Researchers propose SeRIn (Segregate, Refine, Integrate), a multimodal language model fusion scheme that separates modality-specific refinement from cross-modal interaction via distinct architectural pathways. The design defers full cross-modal interaction to a final prediction step, with ablations showing structured interaction rather than added capacity drives performance gains. SeRIn achieves state-of-the-art results on CH-SIMS and CMU-MOSEI benchmarks, and exhibits emergent modality reweighting under visual corruption without explicit supervision.
Researchers introduce the Robust Dual-Signal (RDS) Fusion framework, a hybrid neuro-symbolic architecture that compresses Chain-of-Thought reasoning without supervised fine-tuning for irony and sarcasm detection in social media text. Evaluated on TweetEval (N=734) and iSarcasm, the zero-shot system matches fine-tuned BERTweet performance and outperforms supervised SemEval transformer ensembles on the imbalanced iSarcasm dataset. A statistical ablation shows that only the full concurrent fusion of all three signals yields a validated improvement, with individual components providing no significant standalone gain.
Researchers propose a masked multimodal speech synthesis framework that jointly trains on surface electromyography (sEMG) and video-based lipreading signals using modality masking to improve robustness to sensor failure or degradation. In multispeaker settings, the approach reduces word error rate by up to 14 absolute percentage points over the strongest unimodal baseline. Masking strategies outperform degradation-specific data augmentation for handling missing modalities, with phone-level analysis revealing complementary contributions across vowels and consonant groups.
Hugging Face's Sentence Transformers library has added support for multimodal embedding and reranking models, enabling joint text-image (and potentially other modality) representations within a unified framework. The update extends the library's existing text-focused embedding capabilities to handle cross-modal retrieval and reranking tasks. This lowers the barrier for practitioners building multimodal search and RAG pipelines using open-weights models.
Hugging Face published a blog post detailing how to train and finetune multimodal embedding and reranker models using the Sentence Transformers library. The post covers techniques for building models that can jointly embed text and images for retrieval and reranking tasks. This represents an extension of the Sentence Transformers ecosystem into multimodal territory, enabling practitioners to build cross-modal search and ranking systems.

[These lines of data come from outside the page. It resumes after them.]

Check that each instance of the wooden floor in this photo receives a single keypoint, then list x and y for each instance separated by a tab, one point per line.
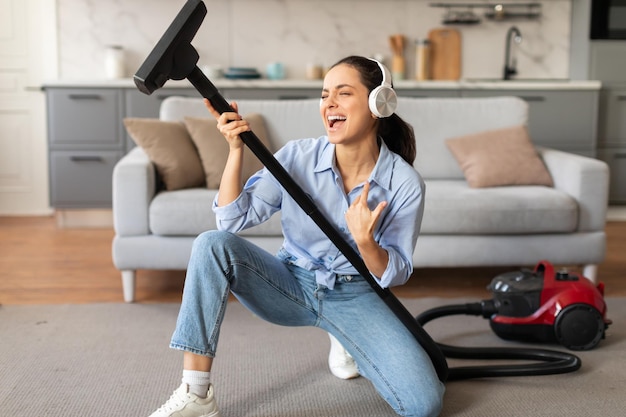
42	264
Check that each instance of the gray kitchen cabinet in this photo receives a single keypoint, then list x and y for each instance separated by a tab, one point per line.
85	136
559	119
612	138
615	157
80	118
612	124
81	179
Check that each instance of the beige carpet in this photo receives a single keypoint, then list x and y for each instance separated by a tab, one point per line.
113	360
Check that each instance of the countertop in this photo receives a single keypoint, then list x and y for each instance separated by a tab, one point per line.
470	84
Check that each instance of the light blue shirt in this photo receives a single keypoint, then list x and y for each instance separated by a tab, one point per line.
311	163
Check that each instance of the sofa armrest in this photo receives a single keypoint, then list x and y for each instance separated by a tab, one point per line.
586	180
134	186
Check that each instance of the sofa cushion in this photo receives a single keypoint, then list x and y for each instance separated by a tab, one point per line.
170	148
435	120
213	148
188	213
454	208
499	157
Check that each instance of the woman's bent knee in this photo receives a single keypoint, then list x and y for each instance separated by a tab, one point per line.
425	404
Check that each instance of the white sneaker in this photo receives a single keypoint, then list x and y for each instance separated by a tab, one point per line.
182	403
340	362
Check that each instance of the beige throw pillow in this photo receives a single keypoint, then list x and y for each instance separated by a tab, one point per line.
499	157
170	148
213	148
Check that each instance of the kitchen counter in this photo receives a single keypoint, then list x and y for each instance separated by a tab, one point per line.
468	84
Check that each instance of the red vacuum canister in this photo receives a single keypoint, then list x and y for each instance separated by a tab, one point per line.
549	307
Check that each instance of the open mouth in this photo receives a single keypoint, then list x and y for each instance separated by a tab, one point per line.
335	120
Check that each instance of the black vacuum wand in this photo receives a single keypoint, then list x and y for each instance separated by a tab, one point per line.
175	58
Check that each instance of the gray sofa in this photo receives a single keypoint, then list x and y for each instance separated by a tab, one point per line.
462	226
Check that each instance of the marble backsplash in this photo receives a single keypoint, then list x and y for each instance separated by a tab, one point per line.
252	33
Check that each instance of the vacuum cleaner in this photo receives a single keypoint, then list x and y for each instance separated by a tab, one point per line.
175	58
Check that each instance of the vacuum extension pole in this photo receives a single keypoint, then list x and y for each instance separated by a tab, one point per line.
175	58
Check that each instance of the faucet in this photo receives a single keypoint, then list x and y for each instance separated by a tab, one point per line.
516	35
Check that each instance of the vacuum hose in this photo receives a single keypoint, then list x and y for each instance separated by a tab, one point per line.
546	362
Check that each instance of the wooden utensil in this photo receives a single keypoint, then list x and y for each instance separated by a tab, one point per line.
397	60
445	45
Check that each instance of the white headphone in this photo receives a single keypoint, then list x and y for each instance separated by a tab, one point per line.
383	100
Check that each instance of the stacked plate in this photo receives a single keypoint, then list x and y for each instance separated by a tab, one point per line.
239	73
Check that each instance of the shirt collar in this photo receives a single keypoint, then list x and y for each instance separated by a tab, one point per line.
381	173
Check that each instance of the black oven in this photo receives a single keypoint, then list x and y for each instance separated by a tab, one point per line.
608	19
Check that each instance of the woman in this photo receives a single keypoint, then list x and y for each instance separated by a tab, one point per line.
361	177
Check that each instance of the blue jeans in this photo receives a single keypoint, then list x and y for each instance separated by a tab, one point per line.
385	351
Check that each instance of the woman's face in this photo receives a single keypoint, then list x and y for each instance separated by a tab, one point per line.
344	107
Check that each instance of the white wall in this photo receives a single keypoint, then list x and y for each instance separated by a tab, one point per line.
27	57
296	32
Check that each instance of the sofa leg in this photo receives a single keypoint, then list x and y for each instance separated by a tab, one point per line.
590	271
128	285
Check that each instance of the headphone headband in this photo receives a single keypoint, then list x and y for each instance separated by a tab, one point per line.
386	74
383	100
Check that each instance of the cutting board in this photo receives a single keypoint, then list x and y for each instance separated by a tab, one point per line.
445	54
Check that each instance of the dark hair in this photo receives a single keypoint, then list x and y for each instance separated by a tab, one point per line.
397	134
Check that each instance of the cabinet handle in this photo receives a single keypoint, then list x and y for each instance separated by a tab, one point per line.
532	98
85	96
162	97
86	158
293	97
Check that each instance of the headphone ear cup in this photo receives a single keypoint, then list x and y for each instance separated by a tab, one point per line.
383	101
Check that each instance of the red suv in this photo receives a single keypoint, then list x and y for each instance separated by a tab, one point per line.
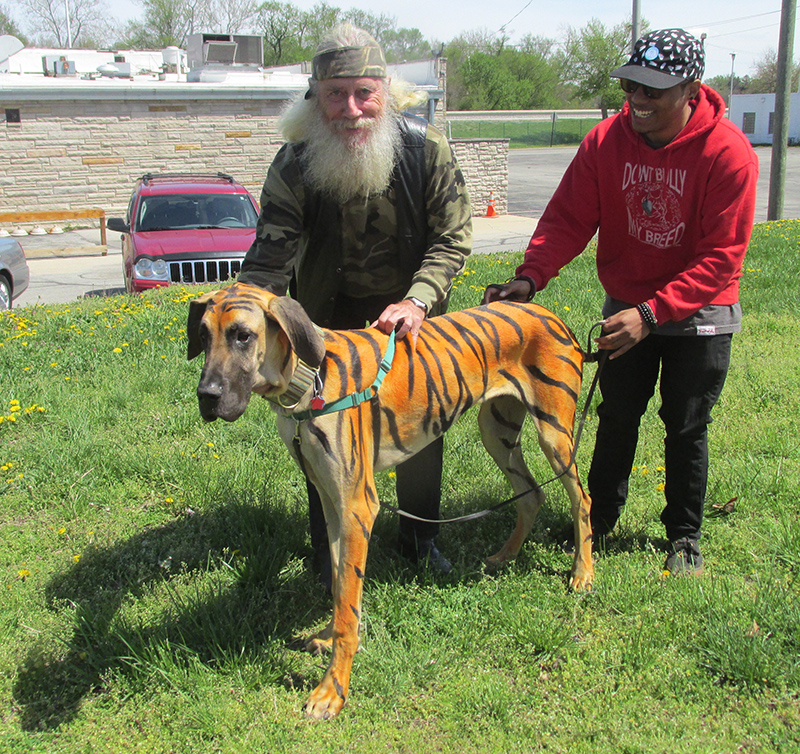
185	228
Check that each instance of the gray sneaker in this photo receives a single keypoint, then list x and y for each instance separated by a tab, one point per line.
684	558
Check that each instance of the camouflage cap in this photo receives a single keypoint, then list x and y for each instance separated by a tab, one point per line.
345	62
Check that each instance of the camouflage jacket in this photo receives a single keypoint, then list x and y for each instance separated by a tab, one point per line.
361	248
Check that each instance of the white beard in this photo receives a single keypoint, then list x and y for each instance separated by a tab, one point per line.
343	170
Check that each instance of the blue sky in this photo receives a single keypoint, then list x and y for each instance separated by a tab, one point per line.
733	26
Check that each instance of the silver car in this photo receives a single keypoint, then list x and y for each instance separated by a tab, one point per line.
14	273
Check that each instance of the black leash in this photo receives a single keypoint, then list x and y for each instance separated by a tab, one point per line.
600	357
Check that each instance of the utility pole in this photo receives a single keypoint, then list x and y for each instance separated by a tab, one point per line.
780	123
69	31
636	23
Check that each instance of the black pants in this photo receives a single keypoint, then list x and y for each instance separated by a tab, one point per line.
693	371
419	479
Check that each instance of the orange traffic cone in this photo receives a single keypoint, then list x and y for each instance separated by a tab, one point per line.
490	212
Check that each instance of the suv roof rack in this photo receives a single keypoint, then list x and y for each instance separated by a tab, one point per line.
147	177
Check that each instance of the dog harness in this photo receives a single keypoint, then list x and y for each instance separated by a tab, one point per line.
305	378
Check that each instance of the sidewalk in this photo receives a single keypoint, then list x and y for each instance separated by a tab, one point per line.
72	243
490	234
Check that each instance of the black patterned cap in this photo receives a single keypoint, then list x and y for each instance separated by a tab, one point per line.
664	58
349	61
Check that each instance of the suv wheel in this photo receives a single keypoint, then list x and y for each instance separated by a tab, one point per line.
5	294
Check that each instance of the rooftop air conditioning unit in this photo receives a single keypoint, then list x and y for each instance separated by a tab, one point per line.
224	49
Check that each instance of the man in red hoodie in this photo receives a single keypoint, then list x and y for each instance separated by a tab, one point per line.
669	187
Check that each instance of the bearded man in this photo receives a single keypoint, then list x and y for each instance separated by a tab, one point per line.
365	216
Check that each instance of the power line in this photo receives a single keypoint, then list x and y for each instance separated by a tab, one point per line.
730	21
503	27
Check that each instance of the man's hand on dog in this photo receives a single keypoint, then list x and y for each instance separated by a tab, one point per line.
621	332
514	290
404	317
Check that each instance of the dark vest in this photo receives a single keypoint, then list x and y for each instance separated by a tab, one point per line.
318	276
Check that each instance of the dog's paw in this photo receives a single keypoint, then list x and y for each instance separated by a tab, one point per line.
325	701
493	562
581	580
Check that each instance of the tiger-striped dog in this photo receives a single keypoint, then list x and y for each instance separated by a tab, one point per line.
515	359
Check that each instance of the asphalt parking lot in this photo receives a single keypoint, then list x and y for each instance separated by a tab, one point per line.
71	265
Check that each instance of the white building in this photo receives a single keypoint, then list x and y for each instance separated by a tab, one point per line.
755	114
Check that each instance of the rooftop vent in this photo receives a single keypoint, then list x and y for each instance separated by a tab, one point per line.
58	65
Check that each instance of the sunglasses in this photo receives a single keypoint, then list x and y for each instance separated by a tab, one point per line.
630	87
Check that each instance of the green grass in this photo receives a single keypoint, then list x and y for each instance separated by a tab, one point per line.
522	133
155	584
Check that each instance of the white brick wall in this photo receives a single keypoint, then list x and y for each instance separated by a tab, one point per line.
79	155
484	163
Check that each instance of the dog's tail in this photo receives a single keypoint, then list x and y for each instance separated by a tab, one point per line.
590	355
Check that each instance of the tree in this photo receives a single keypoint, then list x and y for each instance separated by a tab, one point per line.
168	22
47	19
591	53
509	79
231	16
401	45
765	78
9	26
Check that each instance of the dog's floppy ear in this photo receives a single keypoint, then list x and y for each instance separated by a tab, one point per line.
197	308
306	342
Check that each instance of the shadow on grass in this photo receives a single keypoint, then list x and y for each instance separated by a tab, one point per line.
255	598
259	599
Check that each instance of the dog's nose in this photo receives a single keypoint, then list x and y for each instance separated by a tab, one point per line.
209	391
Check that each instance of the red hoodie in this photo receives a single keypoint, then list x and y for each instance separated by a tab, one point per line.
674	222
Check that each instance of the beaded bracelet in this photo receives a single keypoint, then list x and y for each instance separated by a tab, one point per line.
530	282
646	313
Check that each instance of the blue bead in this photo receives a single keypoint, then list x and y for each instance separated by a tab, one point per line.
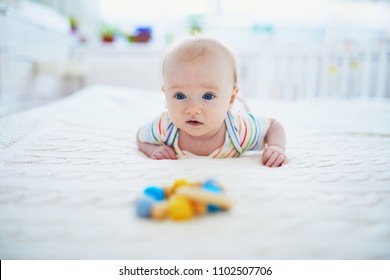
155	193
144	207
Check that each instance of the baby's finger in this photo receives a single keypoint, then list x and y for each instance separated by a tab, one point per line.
165	154
171	153
266	155
272	159
279	160
156	155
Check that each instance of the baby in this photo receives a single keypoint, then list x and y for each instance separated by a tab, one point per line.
200	87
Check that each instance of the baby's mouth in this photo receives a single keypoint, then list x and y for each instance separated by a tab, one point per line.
194	123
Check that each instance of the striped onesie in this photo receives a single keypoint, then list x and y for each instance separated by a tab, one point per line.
244	133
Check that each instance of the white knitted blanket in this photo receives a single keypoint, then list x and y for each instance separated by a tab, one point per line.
70	173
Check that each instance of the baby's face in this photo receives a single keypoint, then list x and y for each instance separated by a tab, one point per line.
199	93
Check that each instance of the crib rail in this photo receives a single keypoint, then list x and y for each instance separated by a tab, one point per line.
294	72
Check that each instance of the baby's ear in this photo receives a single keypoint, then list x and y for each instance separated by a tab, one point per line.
235	91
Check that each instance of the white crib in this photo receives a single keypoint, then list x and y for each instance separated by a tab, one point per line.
293	71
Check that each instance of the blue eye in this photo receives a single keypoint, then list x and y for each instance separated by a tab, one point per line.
180	96
208	96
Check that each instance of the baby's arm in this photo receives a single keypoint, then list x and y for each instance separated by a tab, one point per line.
156	151
274	154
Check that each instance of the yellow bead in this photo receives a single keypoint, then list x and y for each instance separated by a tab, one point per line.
199	208
180	209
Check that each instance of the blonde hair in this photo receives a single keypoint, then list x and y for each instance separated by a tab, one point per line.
193	48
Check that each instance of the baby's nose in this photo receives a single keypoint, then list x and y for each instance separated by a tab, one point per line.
193	110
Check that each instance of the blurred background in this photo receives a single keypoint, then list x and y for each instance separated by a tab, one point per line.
285	49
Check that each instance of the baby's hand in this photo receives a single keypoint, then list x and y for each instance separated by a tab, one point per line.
274	156
163	152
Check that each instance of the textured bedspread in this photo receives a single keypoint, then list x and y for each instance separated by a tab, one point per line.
70	173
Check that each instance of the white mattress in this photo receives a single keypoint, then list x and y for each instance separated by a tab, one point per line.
70	173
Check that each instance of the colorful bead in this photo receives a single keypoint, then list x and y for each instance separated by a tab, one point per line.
180	209
179	184
154	192
182	201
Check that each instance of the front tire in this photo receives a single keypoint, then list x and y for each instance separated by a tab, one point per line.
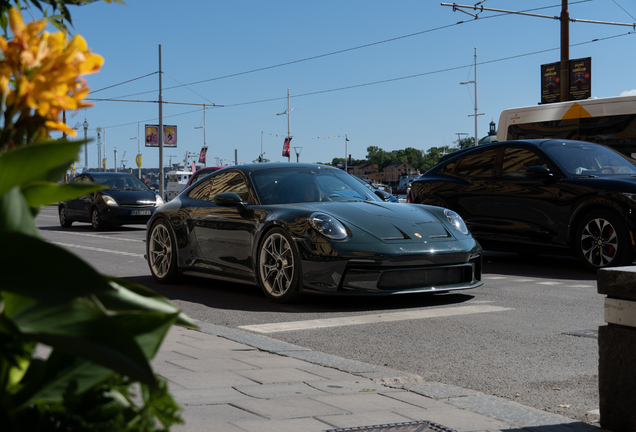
602	240
96	220
162	253
279	267
64	220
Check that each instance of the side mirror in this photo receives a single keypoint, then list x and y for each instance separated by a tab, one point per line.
384	196
229	199
539	172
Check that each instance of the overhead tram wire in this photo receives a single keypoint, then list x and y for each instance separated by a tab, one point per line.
428	73
335	52
356	85
125	82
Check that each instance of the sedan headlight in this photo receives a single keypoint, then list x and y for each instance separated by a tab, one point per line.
456	221
328	226
109	201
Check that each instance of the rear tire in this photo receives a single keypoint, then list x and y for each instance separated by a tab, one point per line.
64	220
279	267
602	240
162	253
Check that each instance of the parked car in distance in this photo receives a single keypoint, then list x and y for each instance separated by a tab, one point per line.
304	228
200	173
541	196
126	201
382	194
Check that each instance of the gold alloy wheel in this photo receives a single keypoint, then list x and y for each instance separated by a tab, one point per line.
276	265
160	251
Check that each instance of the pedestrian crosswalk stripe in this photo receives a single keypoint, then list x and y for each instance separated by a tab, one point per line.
372	319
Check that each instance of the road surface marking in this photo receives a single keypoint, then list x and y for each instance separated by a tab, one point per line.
98	249
101	237
371	319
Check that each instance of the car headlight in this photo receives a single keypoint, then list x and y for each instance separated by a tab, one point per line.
328	226
456	221
109	201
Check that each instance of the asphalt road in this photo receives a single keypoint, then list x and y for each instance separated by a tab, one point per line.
528	334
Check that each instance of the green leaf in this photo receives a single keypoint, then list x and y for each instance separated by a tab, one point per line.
60	275
16	217
79	327
30	163
50	378
129	295
43	193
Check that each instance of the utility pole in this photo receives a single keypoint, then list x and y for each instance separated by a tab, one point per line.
346	155
160	131
565	20
565	51
474	82
287	111
86	143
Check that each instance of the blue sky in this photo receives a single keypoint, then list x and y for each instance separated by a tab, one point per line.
363	92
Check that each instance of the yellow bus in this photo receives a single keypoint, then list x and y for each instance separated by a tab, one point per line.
608	121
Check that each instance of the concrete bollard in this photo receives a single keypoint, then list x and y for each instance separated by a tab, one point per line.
617	349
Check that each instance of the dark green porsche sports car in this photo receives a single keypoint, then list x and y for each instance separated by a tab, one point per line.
304	228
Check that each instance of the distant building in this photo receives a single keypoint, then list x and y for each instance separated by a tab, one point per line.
393	172
492	135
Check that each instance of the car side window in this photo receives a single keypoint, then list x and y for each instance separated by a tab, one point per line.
231	181
477	164
517	160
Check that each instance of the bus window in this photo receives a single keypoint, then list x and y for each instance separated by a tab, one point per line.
559	129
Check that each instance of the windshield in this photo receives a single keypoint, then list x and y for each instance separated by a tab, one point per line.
123	183
584	159
314	184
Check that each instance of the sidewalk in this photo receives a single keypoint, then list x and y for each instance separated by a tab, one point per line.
231	380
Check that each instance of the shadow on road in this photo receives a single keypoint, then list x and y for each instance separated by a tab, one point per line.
536	266
250	298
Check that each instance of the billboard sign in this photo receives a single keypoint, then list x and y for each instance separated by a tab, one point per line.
580	80
152	136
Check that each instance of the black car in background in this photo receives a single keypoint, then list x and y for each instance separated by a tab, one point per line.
541	196
300	228
126	201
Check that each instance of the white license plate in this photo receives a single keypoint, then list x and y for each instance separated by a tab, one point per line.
140	212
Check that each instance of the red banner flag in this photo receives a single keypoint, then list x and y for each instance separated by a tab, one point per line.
286	147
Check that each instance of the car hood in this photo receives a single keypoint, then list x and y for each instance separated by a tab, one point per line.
132	197
389	221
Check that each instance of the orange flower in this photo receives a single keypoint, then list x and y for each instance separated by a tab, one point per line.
41	73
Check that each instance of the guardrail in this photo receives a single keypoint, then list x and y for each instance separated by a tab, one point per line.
617	349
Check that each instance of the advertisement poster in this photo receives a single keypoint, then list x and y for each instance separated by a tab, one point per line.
169	136
286	147
581	78
551	83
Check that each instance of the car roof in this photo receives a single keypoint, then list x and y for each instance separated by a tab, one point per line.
248	168
529	142
109	174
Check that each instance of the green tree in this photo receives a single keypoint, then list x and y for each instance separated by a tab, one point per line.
103	331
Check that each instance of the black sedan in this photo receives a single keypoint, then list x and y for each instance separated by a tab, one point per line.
127	200
541	196
295	228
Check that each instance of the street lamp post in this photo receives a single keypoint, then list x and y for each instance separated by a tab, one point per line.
474	82
287	111
138	137
205	146
86	143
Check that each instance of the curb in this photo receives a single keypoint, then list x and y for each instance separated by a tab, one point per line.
517	415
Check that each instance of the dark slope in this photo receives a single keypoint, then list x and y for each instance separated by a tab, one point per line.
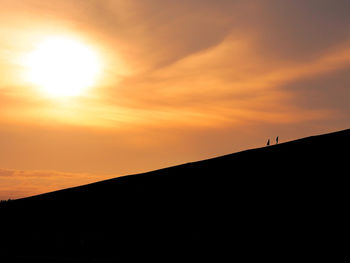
281	202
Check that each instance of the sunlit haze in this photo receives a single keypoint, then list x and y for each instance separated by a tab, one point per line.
62	67
95	89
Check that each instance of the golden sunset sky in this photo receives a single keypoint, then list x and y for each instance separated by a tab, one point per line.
168	82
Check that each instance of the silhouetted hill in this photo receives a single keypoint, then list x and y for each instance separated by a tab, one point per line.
276	203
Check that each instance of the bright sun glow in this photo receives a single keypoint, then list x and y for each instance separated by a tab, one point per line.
62	67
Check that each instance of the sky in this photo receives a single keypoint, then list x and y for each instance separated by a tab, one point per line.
179	81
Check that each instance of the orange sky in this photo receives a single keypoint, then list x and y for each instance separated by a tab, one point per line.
180	81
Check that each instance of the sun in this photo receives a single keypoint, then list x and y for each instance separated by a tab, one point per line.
62	67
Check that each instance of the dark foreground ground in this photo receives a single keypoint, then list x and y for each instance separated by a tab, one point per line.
286	202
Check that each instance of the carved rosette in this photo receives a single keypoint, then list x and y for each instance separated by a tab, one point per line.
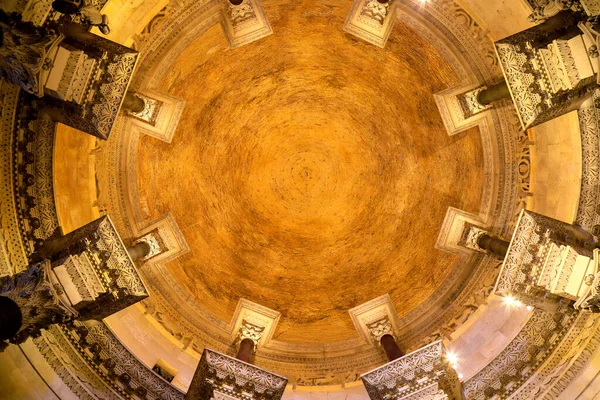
371	21
38	299
424	373
155	243
218	374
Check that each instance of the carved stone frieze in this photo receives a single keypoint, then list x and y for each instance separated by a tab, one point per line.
100	245
527	261
13	255
375	318
93	363
111	75
371	20
34	185
423	374
160	116
588	216
165	239
518	362
218	374
531	62
38	298
470	104
459	232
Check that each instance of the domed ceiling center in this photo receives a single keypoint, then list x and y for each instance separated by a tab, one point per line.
310	172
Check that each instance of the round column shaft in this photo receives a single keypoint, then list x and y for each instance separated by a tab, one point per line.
133	103
10	317
138	251
392	350
494	245
493	93
246	350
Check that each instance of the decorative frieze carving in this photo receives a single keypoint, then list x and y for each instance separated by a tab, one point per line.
98	260
25	52
13	254
380	327
253	321
547	77
218	374
375	318
244	23
546	258
33	181
161	115
588	216
371	20
460	231
110	77
165	239
470	104
422	374
518	362
94	364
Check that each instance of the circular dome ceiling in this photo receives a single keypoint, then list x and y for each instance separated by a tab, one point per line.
310	172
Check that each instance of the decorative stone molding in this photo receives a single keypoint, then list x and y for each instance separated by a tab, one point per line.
588	216
520	360
371	20
221	376
531	64
375	318
13	254
38	299
543	261
244	23
456	114
34	184
165	239
469	102
422	374
161	115
105	93
105	265
94	364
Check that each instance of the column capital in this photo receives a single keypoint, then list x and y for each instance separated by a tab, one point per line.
375	319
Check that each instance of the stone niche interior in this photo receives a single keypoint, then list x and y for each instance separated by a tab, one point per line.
311	172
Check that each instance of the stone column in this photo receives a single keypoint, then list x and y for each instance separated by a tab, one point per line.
246	350
494	245
494	93
133	103
392	350
11	318
138	251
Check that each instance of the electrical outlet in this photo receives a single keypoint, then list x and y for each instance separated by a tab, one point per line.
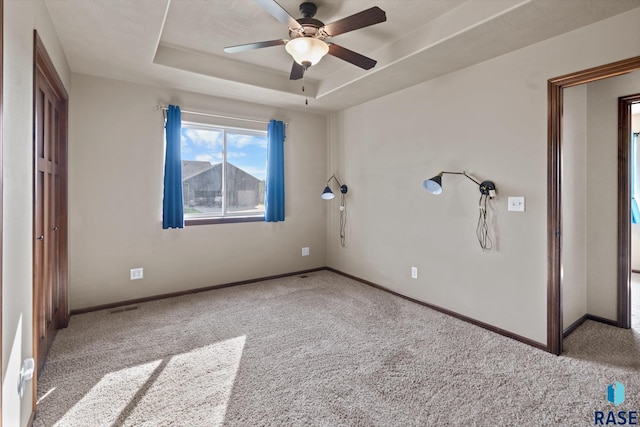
136	273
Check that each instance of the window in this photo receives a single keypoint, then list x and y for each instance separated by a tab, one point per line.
223	173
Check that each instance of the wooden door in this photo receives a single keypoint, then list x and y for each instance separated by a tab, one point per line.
50	207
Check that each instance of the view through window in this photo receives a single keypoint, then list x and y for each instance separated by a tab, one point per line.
223	171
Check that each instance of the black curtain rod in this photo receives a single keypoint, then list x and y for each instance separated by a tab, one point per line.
219	116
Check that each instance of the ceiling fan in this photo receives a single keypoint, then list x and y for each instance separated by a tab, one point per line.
308	36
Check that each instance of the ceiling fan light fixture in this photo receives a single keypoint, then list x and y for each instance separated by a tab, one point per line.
307	51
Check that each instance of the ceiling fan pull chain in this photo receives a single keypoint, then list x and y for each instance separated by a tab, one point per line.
306	99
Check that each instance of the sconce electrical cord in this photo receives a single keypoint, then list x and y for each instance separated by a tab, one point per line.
482	231
343	218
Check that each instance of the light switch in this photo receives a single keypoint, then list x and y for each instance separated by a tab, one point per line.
516	204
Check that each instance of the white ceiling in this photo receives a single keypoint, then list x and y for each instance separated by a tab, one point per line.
179	43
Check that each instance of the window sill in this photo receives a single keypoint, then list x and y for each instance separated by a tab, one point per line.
222	220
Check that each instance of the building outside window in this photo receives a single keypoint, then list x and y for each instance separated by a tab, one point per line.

This paper identifies a 'carrier sensitivity' problem in Vision-Language Models (VLMs), where replacing textual queries with rendered-image equivalents causes significant performance degradation due to asymmetric roles of text and images in training data. The authors propose Local Modality Substitution (LoMo), a data curation paradigm that reformulates single-modality prompts into interleaved multimodal sequences by dynamically rendering text spans as images, enforcing cross-modal representational invariance. Evaluated across 13 multimodal benchmarks, LoMo improves over standard supervised fine-tuning by 2.67 points on LLaVA-OneVision-1.5-8B and 2.82 points on Qwen3.5-9B. The approach is architecture-agnostic and lightweight, requiring no changes to model architecture.
Researchers introduce FusionRS, the first large-scale dataset pairing RGB and infrared remote sensing images with both conventional and IR-aware text captions, designed to support dual-modal vision-language learning. The dataset is constructed by translating public RGB remote sensing images into infrared-style counterparts using image translation. Using FusionRS, the authors train CLIP-style alignment models and fine-tune generative VLMs, demonstrating improvements in RGB-IR alignment, infrared-to-text retrieval, and dual-modal captioning over RGB-only baselines. The work addresses a gap in multimodal remote sensing foundation models by providing modality-specific textual supervision for infrared imagery.
Researchers from GAIR Lab propose Light-MER, a lightweight framework for multimodal emotion recognition (MER) that uses knowledge distillation to transfer capabilities from large teacher models (7B+) to sub-1B student models. Two novel optimization strategies are introduced: an optimal transport loss combining Sliced Wasserstein Distance with hidden-state alignment, and a multi-reward optimization strategy based on GRPO. Experiments across nine benchmark datasets show Light-MER achieves state-of-the-art performance with substantially improved inference efficiency, challenging the assumption that large models are necessary for high-quality MER.
Researchers propose ST-Merge, a framework for adaptively merging a multilingual model and a reasoning model using a gated cross-attention mechanism that weights each source model's contribution based on input characteristics. The approach addresses the limitation of static one-size-fits-all merging strategies that fail to resolve conflicts between source models. Experiments across 21 languages on four multilingual reasoning benchmarks show consistent improvements over strong baselines.